By making a touchdown worth seven points while giving the team that scored it the chance to risk one point in order to go for two, the most dramatic change in the scoring rules since the NFL embraced the two-pointer 20 years ago would acknowledge that the PAT has indeed become as a practical matter automatic.
While not entirely automatic, giving a team a seventh point upon scoring a touchdown wipes out several opportunities per game for unnecessary injury. Sure, the extra-point attempt doesn’t typically entail hard hitting. In 2012, however, Patriots tight end Rob Gronkowski broke his arm while blocking for an automatic PAT try.
The high success rate coupled with the injury risk outweighs the very slim drama of a possible miss. Far more significant is the removal from the game of the potential surprise two-point attempt from placekick formation. But that also happens very rarely.

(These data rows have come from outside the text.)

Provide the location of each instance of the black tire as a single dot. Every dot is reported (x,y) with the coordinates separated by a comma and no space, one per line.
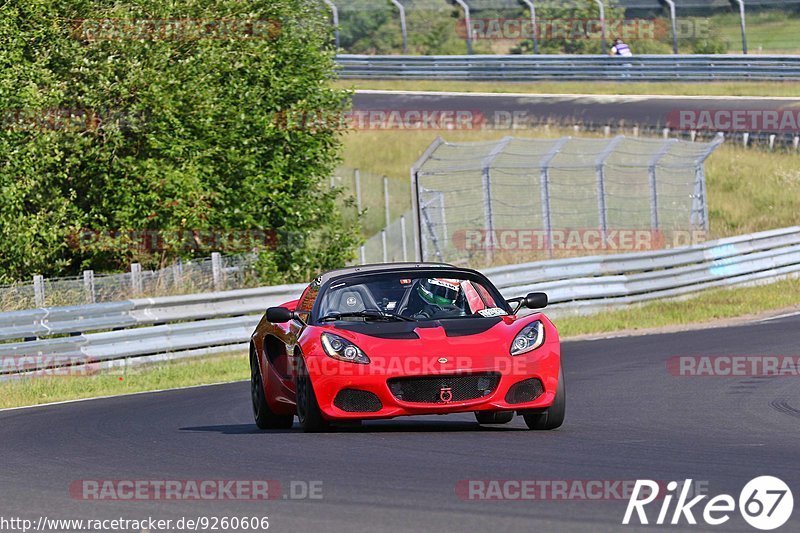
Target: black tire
(264,417)
(308,411)
(494,417)
(554,416)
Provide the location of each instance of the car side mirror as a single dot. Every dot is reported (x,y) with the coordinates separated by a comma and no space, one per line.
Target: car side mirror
(279,315)
(535,300)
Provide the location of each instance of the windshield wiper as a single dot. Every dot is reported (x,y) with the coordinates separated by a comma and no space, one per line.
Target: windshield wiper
(367,313)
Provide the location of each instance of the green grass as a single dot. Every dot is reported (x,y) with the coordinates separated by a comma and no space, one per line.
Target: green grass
(703,308)
(768,32)
(774,89)
(39,390)
(749,190)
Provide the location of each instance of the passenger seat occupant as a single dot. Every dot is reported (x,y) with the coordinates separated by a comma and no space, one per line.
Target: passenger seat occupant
(439,291)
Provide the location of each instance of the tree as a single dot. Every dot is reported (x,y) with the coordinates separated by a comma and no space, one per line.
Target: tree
(185,124)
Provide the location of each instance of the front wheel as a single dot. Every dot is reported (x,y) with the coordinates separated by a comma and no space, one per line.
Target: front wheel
(308,411)
(554,416)
(264,417)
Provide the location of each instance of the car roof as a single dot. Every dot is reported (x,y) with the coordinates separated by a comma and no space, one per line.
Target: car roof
(380,267)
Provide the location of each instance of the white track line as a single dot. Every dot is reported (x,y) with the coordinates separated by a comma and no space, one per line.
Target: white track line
(607,97)
(140,393)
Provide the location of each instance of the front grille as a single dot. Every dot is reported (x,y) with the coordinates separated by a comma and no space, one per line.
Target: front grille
(357,401)
(444,389)
(525,391)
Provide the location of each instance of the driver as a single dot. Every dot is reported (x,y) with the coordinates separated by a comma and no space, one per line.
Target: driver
(437,295)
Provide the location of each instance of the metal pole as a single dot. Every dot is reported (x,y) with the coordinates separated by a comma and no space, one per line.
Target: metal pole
(38,290)
(88,286)
(403,27)
(488,211)
(468,21)
(601,183)
(357,177)
(416,207)
(544,177)
(744,29)
(532,8)
(673,17)
(216,270)
(602,25)
(654,222)
(386,201)
(403,235)
(136,278)
(335,14)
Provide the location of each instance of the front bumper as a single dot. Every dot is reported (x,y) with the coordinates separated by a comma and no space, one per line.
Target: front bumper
(377,391)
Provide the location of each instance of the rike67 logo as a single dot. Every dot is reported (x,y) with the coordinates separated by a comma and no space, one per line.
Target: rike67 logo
(765,503)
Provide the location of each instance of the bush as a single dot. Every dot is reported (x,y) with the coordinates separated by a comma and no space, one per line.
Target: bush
(120,131)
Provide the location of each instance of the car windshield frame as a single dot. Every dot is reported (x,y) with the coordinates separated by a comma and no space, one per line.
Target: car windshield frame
(414,273)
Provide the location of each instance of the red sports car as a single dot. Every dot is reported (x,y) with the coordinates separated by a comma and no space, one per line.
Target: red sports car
(381,341)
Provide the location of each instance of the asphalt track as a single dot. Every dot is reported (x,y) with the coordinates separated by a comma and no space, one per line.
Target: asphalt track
(502,111)
(627,418)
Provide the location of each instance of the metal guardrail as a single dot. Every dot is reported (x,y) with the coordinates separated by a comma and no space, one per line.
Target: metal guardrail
(571,67)
(187,326)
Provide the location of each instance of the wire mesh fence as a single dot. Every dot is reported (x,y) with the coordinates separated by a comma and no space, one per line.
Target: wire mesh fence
(213,274)
(489,203)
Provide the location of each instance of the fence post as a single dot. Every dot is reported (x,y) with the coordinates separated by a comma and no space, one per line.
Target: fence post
(335,15)
(544,190)
(403,27)
(38,290)
(651,169)
(468,22)
(416,206)
(216,270)
(488,211)
(357,178)
(88,286)
(534,29)
(136,278)
(177,273)
(386,201)
(600,166)
(403,233)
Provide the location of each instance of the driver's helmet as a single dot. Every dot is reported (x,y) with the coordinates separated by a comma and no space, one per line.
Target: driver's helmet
(439,291)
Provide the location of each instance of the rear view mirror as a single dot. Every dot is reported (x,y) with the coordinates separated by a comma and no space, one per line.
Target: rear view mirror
(535,300)
(279,315)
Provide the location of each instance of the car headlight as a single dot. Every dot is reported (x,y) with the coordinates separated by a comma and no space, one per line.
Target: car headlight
(342,349)
(530,338)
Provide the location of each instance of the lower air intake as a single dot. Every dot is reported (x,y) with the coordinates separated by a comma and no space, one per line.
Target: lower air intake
(357,401)
(525,391)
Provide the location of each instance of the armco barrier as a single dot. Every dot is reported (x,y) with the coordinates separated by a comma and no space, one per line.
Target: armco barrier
(721,67)
(186,326)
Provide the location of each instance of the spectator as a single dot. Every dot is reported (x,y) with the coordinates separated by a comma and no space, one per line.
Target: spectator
(620,49)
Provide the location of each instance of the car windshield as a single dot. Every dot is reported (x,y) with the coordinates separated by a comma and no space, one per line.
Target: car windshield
(409,297)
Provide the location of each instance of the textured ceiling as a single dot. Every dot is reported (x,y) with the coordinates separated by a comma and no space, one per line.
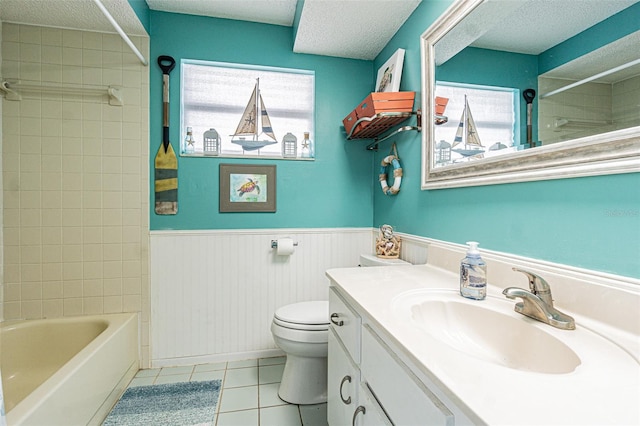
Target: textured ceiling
(356,29)
(277,12)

There’s also another benefit to dumping the extra point. The ensuing TV timeout would give the replay official a little extra time to determine whether a full review of the touchdown is needed.
Jaguars kicker Josh Scobee says that he fears the elimination of the PAT will lead to the elimination of “eventually the kicker altogether.” But the field goal and the kickoff will remain. Even if the kickoff eventually goes the way of the PAT (and that’s a possibility that has been discussed), teams still need kickers for three-point tries.
Ultimately, 24 owners must agree to a change that would be radical on the surface but sensible when considering the bigger picture of ensuring excitement and keeping players as safe as reasonably possible.